«Jugendliche sollten sich gut informieren»

Infoabend zum dualen Bildungssystem will das Interesse an der Berufslehre steigern

Fritz Rohner und Cheyenne Kölliker vom Lehrstellenforum in Affoltern sind von den Vorteilen der Berufslehre im Rahmen des dualen Bildungssystems überzeugt. (Bild Florian Hofer)
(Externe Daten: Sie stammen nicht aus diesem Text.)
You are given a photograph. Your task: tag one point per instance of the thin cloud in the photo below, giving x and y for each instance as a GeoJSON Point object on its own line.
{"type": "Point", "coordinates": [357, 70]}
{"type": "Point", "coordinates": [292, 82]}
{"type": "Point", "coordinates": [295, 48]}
Im Kanton Zürich sind über 13000 Lehrstellen besetzt, im Bezirk Affoltern arbeiten aktuell 322 junge Frauen und Männer als Lehrlinge. Die Zahl der offenen Stellen ist unbekannt. Dennoch ist klar: Immer mehr Lehrbetriebe haben Probleme, freie Lehrstellen zu besetzen. Einerseits gibt es dafür demografische Gründe, zum anderen stellen die Verantwortlichen des Vereins Lehrstellenforum in Affoltern fest, dass viele Jugendliche das duale Bildungssystem der Schweiz wenig oder zu wenig kennen. Mit einem Infoabend zur Berufslehre soll dieses Defizit nun zum Teil abgearbeitet werden. Im Interview erklären Fritz Rohner, Präsident, und Cheyenne Kölliker, Aktuarin, was die Herausforderungen für junge Berufsleute, aber auch für die Firmen sind.

Was ist Ihrer Meinung nach wichtig für einen Lehrbetrieb bei der Suche nach geeigneten Auszubildenden?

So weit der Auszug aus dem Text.